Moreover, it was not possible to assess the effects of light on the quantity of microvilli and pigment granules between two group of snails due to problems of incomplete infiltration; there were holes in tissues.

In conclusion, this study revealed that light appeared to be a strong directional cue in determining the orientation and reorganization of regenerating cells of the retina of the Garden Snail. The differentiation of retinal cells tended to develop a normal regenerating eye in the presence of light and abnormal in the absence of light. With further studies of Garden Snail, more differences may be find between the ultrastructure of regenerating eye of snails in the presence of light and the absence of light. At this point, I hope that further studies with wider range of time sample would need to be done to study the effects of darkness on the differentiation and orientation of the retinal cells of Garden Snail, to accesses more usefulness information about this species.

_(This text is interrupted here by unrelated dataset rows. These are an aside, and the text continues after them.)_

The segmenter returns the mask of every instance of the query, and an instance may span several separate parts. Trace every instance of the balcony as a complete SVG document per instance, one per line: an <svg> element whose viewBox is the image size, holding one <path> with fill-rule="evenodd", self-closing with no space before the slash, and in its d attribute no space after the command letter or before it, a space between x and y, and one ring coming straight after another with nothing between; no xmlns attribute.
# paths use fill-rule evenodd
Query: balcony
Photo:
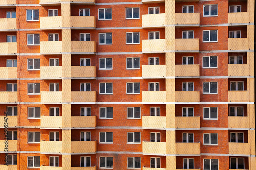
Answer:
<svg viewBox="0 0 256 170"><path fill-rule="evenodd" d="M71 66L71 77L95 78L96 66Z"/></svg>
<svg viewBox="0 0 256 170"><path fill-rule="evenodd" d="M0 79L17 78L17 67L0 67Z"/></svg>
<svg viewBox="0 0 256 170"><path fill-rule="evenodd" d="M142 142L143 154L151 155L154 154L166 154L166 142Z"/></svg>
<svg viewBox="0 0 256 170"><path fill-rule="evenodd" d="M72 91L71 102L96 102L96 91Z"/></svg>
<svg viewBox="0 0 256 170"><path fill-rule="evenodd" d="M175 39L175 51L177 52L187 51L199 52L199 39Z"/></svg>
<svg viewBox="0 0 256 170"><path fill-rule="evenodd" d="M72 141L71 152L94 153L97 151L96 141Z"/></svg>
<svg viewBox="0 0 256 170"><path fill-rule="evenodd" d="M176 91L175 102L199 102L199 91Z"/></svg>
<svg viewBox="0 0 256 170"><path fill-rule="evenodd" d="M199 64L175 65L175 76L199 76Z"/></svg>
<svg viewBox="0 0 256 170"><path fill-rule="evenodd" d="M62 77L62 67L41 67L41 78L42 79L59 79Z"/></svg>
<svg viewBox="0 0 256 170"><path fill-rule="evenodd" d="M165 53L165 39L142 40L143 53Z"/></svg>
<svg viewBox="0 0 256 170"><path fill-rule="evenodd" d="M62 102L62 92L41 91L41 102L60 103Z"/></svg>
<svg viewBox="0 0 256 170"><path fill-rule="evenodd" d="M200 155L200 143L176 143L176 154Z"/></svg>
<svg viewBox="0 0 256 170"><path fill-rule="evenodd" d="M165 14L142 15L143 28L165 27Z"/></svg>
<svg viewBox="0 0 256 170"><path fill-rule="evenodd" d="M0 56L16 55L17 53L17 42L0 43Z"/></svg>
<svg viewBox="0 0 256 170"><path fill-rule="evenodd" d="M165 116L142 116L142 128L162 129L166 128Z"/></svg>
<svg viewBox="0 0 256 170"><path fill-rule="evenodd" d="M96 116L71 116L71 127L74 128L95 128Z"/></svg>
<svg viewBox="0 0 256 170"><path fill-rule="evenodd" d="M143 79L164 78L165 76L165 65L143 65Z"/></svg>
<svg viewBox="0 0 256 170"><path fill-rule="evenodd" d="M165 102L166 93L165 91L143 91L142 102Z"/></svg>

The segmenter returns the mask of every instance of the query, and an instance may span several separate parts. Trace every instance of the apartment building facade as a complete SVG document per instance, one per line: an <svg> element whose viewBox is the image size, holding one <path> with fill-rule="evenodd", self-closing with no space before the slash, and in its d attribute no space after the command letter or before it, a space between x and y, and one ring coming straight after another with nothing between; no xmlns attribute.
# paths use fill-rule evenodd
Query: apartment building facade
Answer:
<svg viewBox="0 0 256 170"><path fill-rule="evenodd" d="M1 1L0 169L255 169L254 3Z"/></svg>

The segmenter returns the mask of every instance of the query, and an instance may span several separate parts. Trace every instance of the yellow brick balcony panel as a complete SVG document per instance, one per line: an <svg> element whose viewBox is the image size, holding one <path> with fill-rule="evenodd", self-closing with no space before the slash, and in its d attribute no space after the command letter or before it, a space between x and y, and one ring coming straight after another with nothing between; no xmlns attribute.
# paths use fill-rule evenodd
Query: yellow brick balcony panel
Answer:
<svg viewBox="0 0 256 170"><path fill-rule="evenodd" d="M165 28L165 13L142 15L142 28Z"/></svg>
<svg viewBox="0 0 256 170"><path fill-rule="evenodd" d="M40 48L42 54L61 54L62 41L41 41Z"/></svg>
<svg viewBox="0 0 256 170"><path fill-rule="evenodd" d="M166 142L142 142L143 155L166 154Z"/></svg>
<svg viewBox="0 0 256 170"><path fill-rule="evenodd" d="M199 52L199 39L175 39L175 51L193 51Z"/></svg>
<svg viewBox="0 0 256 170"><path fill-rule="evenodd" d="M14 103L18 102L17 91L0 91L0 103Z"/></svg>
<svg viewBox="0 0 256 170"><path fill-rule="evenodd" d="M71 127L74 128L95 128L96 116L71 116Z"/></svg>
<svg viewBox="0 0 256 170"><path fill-rule="evenodd" d="M96 66L71 66L71 77L95 78Z"/></svg>
<svg viewBox="0 0 256 170"><path fill-rule="evenodd" d="M71 152L95 153L96 152L96 141L72 141Z"/></svg>
<svg viewBox="0 0 256 170"><path fill-rule="evenodd" d="M158 129L166 128L165 116L142 116L142 128Z"/></svg>
<svg viewBox="0 0 256 170"><path fill-rule="evenodd" d="M142 102L165 102L166 94L165 91L143 91Z"/></svg>
<svg viewBox="0 0 256 170"><path fill-rule="evenodd" d="M15 54L14 54L15 53ZM17 42L0 43L1 55L13 55L17 53Z"/></svg>
<svg viewBox="0 0 256 170"><path fill-rule="evenodd" d="M200 128L200 117L175 117L176 128Z"/></svg>
<svg viewBox="0 0 256 170"><path fill-rule="evenodd" d="M165 39L142 40L143 53L165 53Z"/></svg>
<svg viewBox="0 0 256 170"><path fill-rule="evenodd" d="M10 79L17 77L17 67L0 67L0 79Z"/></svg>
<svg viewBox="0 0 256 170"><path fill-rule="evenodd" d="M41 141L40 147L40 151L41 153L60 153L62 152L62 142Z"/></svg>
<svg viewBox="0 0 256 170"><path fill-rule="evenodd" d="M200 155L200 143L176 143L176 154L179 155Z"/></svg>
<svg viewBox="0 0 256 170"><path fill-rule="evenodd" d="M71 102L96 102L96 91L72 91Z"/></svg>
<svg viewBox="0 0 256 170"><path fill-rule="evenodd" d="M165 65L142 65L142 77L144 79L163 78L165 72Z"/></svg>
<svg viewBox="0 0 256 170"><path fill-rule="evenodd" d="M61 128L62 116L41 116L41 128Z"/></svg>
<svg viewBox="0 0 256 170"><path fill-rule="evenodd" d="M5 151L5 148L6 147L6 143L5 140L0 140L0 152L3 152ZM18 140L8 140L8 151L17 151L18 148Z"/></svg>
<svg viewBox="0 0 256 170"><path fill-rule="evenodd" d="M175 23L177 25L200 25L199 13L176 13Z"/></svg>
<svg viewBox="0 0 256 170"><path fill-rule="evenodd" d="M199 91L176 91L175 102L199 102Z"/></svg>
<svg viewBox="0 0 256 170"><path fill-rule="evenodd" d="M62 91L41 91L41 102L59 103L62 102Z"/></svg>
<svg viewBox="0 0 256 170"><path fill-rule="evenodd" d="M199 64L175 65L175 76L199 76Z"/></svg>

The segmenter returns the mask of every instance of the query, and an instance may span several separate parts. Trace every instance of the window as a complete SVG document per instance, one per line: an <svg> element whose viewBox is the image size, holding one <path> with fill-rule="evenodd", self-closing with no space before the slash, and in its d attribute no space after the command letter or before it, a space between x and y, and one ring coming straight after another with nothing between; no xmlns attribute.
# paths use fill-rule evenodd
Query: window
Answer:
<svg viewBox="0 0 256 170"><path fill-rule="evenodd" d="M159 7L148 7L148 14L158 14L159 13Z"/></svg>
<svg viewBox="0 0 256 170"><path fill-rule="evenodd" d="M40 107L34 107L28 108L28 118L40 118L41 117L41 108Z"/></svg>
<svg viewBox="0 0 256 170"><path fill-rule="evenodd" d="M112 168L113 169L113 157L100 157L100 168Z"/></svg>
<svg viewBox="0 0 256 170"><path fill-rule="evenodd" d="M127 133L128 143L140 143L140 132Z"/></svg>
<svg viewBox="0 0 256 170"><path fill-rule="evenodd" d="M80 86L80 91L91 91L91 83L81 83Z"/></svg>
<svg viewBox="0 0 256 170"><path fill-rule="evenodd" d="M28 70L40 70L40 59L28 59Z"/></svg>
<svg viewBox="0 0 256 170"><path fill-rule="evenodd" d="M194 169L194 159L183 158L183 169Z"/></svg>
<svg viewBox="0 0 256 170"><path fill-rule="evenodd" d="M17 83L7 83L7 91L18 91Z"/></svg>
<svg viewBox="0 0 256 170"><path fill-rule="evenodd" d="M112 69L112 58L100 58L99 69Z"/></svg>
<svg viewBox="0 0 256 170"><path fill-rule="evenodd" d="M159 39L159 32L154 31L148 32L148 39Z"/></svg>
<svg viewBox="0 0 256 170"><path fill-rule="evenodd" d="M50 132L50 141L59 141L59 132Z"/></svg>
<svg viewBox="0 0 256 170"><path fill-rule="evenodd" d="M39 167L40 156L28 156L28 167Z"/></svg>
<svg viewBox="0 0 256 170"><path fill-rule="evenodd" d="M231 91L243 91L244 82L230 82Z"/></svg>
<svg viewBox="0 0 256 170"><path fill-rule="evenodd" d="M150 158L150 167L153 168L160 168L160 158Z"/></svg>
<svg viewBox="0 0 256 170"><path fill-rule="evenodd" d="M39 21L39 10L27 10L27 21Z"/></svg>
<svg viewBox="0 0 256 170"><path fill-rule="evenodd" d="M193 117L194 116L194 108L184 107L182 107L183 117Z"/></svg>
<svg viewBox="0 0 256 170"><path fill-rule="evenodd" d="M148 58L149 65L159 65L159 57L150 57Z"/></svg>
<svg viewBox="0 0 256 170"><path fill-rule="evenodd" d="M91 157L90 156L81 157L81 167L90 167Z"/></svg>
<svg viewBox="0 0 256 170"><path fill-rule="evenodd" d="M127 83L127 94L139 94L140 83Z"/></svg>
<svg viewBox="0 0 256 170"><path fill-rule="evenodd" d="M81 141L91 141L91 132L81 132Z"/></svg>
<svg viewBox="0 0 256 170"><path fill-rule="evenodd" d="M244 143L243 133L230 133L230 142L231 143Z"/></svg>
<svg viewBox="0 0 256 170"><path fill-rule="evenodd" d="M28 132L28 143L40 143L41 134L40 132Z"/></svg>
<svg viewBox="0 0 256 170"><path fill-rule="evenodd" d="M99 142L113 143L113 132L100 132Z"/></svg>
<svg viewBox="0 0 256 170"><path fill-rule="evenodd" d="M126 33L126 44L139 44L140 32Z"/></svg>
<svg viewBox="0 0 256 170"><path fill-rule="evenodd" d="M127 164L128 168L140 169L140 157L128 157Z"/></svg>
<svg viewBox="0 0 256 170"><path fill-rule="evenodd" d="M7 106L7 115L8 116L17 116L18 107L17 106Z"/></svg>
<svg viewBox="0 0 256 170"><path fill-rule="evenodd" d="M49 83L49 91L59 91L59 83Z"/></svg>
<svg viewBox="0 0 256 170"><path fill-rule="evenodd" d="M204 16L218 16L218 4L204 5Z"/></svg>
<svg viewBox="0 0 256 170"><path fill-rule="evenodd" d="M203 31L203 42L217 42L218 30L204 30Z"/></svg>
<svg viewBox="0 0 256 170"><path fill-rule="evenodd" d="M100 45L112 44L112 33L99 33Z"/></svg>
<svg viewBox="0 0 256 170"><path fill-rule="evenodd" d="M203 109L204 112L204 119L217 119L217 107L204 107Z"/></svg>
<svg viewBox="0 0 256 170"><path fill-rule="evenodd" d="M139 57L126 58L126 69L140 69Z"/></svg>
<svg viewBox="0 0 256 170"><path fill-rule="evenodd" d="M127 118L140 118L140 107L127 107Z"/></svg>
<svg viewBox="0 0 256 170"><path fill-rule="evenodd" d="M58 156L49 156L49 166L59 167L59 160Z"/></svg>
<svg viewBox="0 0 256 170"><path fill-rule="evenodd" d="M241 12L241 5L230 5L229 6L229 12Z"/></svg>
<svg viewBox="0 0 256 170"><path fill-rule="evenodd" d="M230 107L229 116L244 116L244 107Z"/></svg>
<svg viewBox="0 0 256 170"><path fill-rule="evenodd" d="M217 94L217 82L203 82L203 94Z"/></svg>
<svg viewBox="0 0 256 170"><path fill-rule="evenodd" d="M160 132L151 132L150 134L150 141L152 142L160 142Z"/></svg>
<svg viewBox="0 0 256 170"><path fill-rule="evenodd" d="M50 116L59 116L59 107L50 107L49 110Z"/></svg>
<svg viewBox="0 0 256 170"><path fill-rule="evenodd" d="M81 116L91 116L91 107L81 107Z"/></svg>
<svg viewBox="0 0 256 170"><path fill-rule="evenodd" d="M100 107L100 118L113 119L113 107Z"/></svg>
<svg viewBox="0 0 256 170"><path fill-rule="evenodd" d="M154 107L150 108L151 116L160 116L160 107Z"/></svg>
<svg viewBox="0 0 256 170"><path fill-rule="evenodd" d="M149 91L159 91L159 83L148 83Z"/></svg>
<svg viewBox="0 0 256 170"><path fill-rule="evenodd" d="M194 31L183 31L182 38L194 38Z"/></svg>
<svg viewBox="0 0 256 170"><path fill-rule="evenodd" d="M90 16L90 9L79 9L79 16Z"/></svg>
<svg viewBox="0 0 256 170"><path fill-rule="evenodd" d="M241 158L230 158L231 169L244 169L244 159Z"/></svg>
<svg viewBox="0 0 256 170"><path fill-rule="evenodd" d="M190 133L182 133L183 143L194 143L194 134Z"/></svg>
<svg viewBox="0 0 256 170"><path fill-rule="evenodd" d="M126 19L139 19L139 8L126 8Z"/></svg>
<svg viewBox="0 0 256 170"><path fill-rule="evenodd" d="M80 66L90 66L91 62L90 58L80 58Z"/></svg>
<svg viewBox="0 0 256 170"><path fill-rule="evenodd" d="M49 59L49 66L55 67L59 66L59 60L58 58L50 58Z"/></svg>
<svg viewBox="0 0 256 170"><path fill-rule="evenodd" d="M100 83L99 84L100 94L112 94L112 83Z"/></svg>
<svg viewBox="0 0 256 170"><path fill-rule="evenodd" d="M183 91L194 91L193 82L183 82Z"/></svg>
<svg viewBox="0 0 256 170"><path fill-rule="evenodd" d="M184 5L182 9L182 13L194 13L194 5Z"/></svg>
<svg viewBox="0 0 256 170"><path fill-rule="evenodd" d="M48 10L48 16L58 16L58 10L57 9L49 9Z"/></svg>
<svg viewBox="0 0 256 170"><path fill-rule="evenodd" d="M204 133L204 145L218 145L218 134Z"/></svg>
<svg viewBox="0 0 256 170"><path fill-rule="evenodd" d="M99 9L99 20L112 19L112 11L111 8Z"/></svg>
<svg viewBox="0 0 256 170"><path fill-rule="evenodd" d="M6 67L17 67L17 60L6 60Z"/></svg>

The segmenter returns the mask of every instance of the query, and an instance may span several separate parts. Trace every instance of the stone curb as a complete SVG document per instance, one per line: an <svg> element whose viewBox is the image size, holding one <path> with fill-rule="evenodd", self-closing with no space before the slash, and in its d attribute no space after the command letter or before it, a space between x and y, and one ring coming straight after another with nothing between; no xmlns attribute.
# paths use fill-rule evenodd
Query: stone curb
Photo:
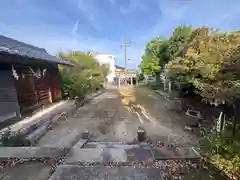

Calson, B.M. (1981) The regeneration of transplantation of entire skeletal muscles in mamals. In: machanism of Growth Control. R.O. Bedker, ed. C.C. Thomas, Springfield, Illinois, pp.27-53.

Eakin, R.M., and J.L. Brandenburger (1967) Differentiation in the eye of a pulmonate snail Helix aspersa. J. Ultrastruct. Res., 18:391-421.

Eakin, R.M., and J.L. Brandenburger (1975) Understanding a snail's pace. Am. Zool. 15:851-863.

Eakin, R.M., and Ferlatte (1973) Studies on eye regeneration in snail, Helix aspersa . J. Exp. Zool., 184:81-96.

Gos, R. J. (1969) Principles of regeneration. Academic Press, New York.

Ross, S.M. (1964) Regeneration. In: Physiology of the Amphibia. J.A. Moore, ed. Academic Press, New York, pp. 545-622.